Hace años, 3.000 concretamente, un objeto cayó cerca del polo sur de la Luna y formó un gran cráter, que fue bautizaron como Shackleton en honor al explorador antártico. Pues bien, en ese recipiente natural de 21 kilómetros de diámetro hay agua. ¡Agua en la Luna! Así dicho, resulta tan sorprendente como que los líderes de las cuatro grandes economías del euro hayan acordado lanzar un plan de crecimiento de 130.000 millones de euros para combatir la gran recesión. ¿Quién hubiera apostado hace bien poco porque fuesen a romper el sacrosanto dogma de la austeridad milagrosa? Vista su reacción de ayer, los inversores no, desde luego.

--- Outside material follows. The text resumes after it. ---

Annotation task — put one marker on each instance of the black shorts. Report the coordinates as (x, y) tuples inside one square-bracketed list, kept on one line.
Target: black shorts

Otra cosa que parece haber gustado a quienes manejan las grandes cantidades de dinero propio y ajeno es el resultado de la primera evaluación de la banca española. De momento, les ha convencido de que la situación de los bancos cotizados no es tan mala como sospechaban. Aunque también les debe haber gustado que el Gobierno se haya doblegado y haya aclarado, por fin, que pedirá la ayuda comunitaria el lunes. Consecuencia de estas alegrías, el Ibex 35 repuntó ayer el 1,52%, hasta los 6.876,3 puntos, y la prima de riesgo cayó por debajo de los 480 puntos básicos, con el interés del bono a 10 años en el 6,36%. Pero, cuidado, los datos macroeconómicos de China y Estados Unidos apuntan a un mayor freno de lo previsto. Hay agua en el cráter Shackleton, pero menos de lo que se esperaba.